I believe that entrepreneurship is a life choice, not a job choice. You're either driven to create and build companies or you're not. You can teach the nuts and bolts of creating and building businesses, but not the mindset. In fact, the skills needed to be a successful entrepreneur are rarely taught in MBA programs. Graduate business programs are designed to create specialists--a student will be exposed to all the important disciplines, but they're expected to specialize in one or, as I was able to do, at most two. You graduate as a finance or marketing specialist, but to be a successful entrepreneur, you have to be a generalist.
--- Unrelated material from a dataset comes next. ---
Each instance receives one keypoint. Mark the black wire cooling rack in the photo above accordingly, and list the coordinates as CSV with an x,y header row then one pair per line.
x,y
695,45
You must be functionally competent in a lot of areas, including product development, sales, marketing, finance, accounting, hiring, legal issues and a lot more.

I would gently suggest to anyone looking at entrepreneurship as a "get rich quick" opportunity that you're out of your mind. I was raised in an entrepreneurial family--my parents owned a retail store, and my father often said that he was in business for himself because he was unable to work for anyone else. It was a very difficult life for them, although they made sure that my sister and I had everything we needed. For 30 years, they were always one bad Christmas season away from disaster. They survived because they were driven to survive.

For you to really be successful, you have to be driven to build a business on your own, not on someone else's payroll. No graduate program can put that drive into your blood. It's either there or it's not.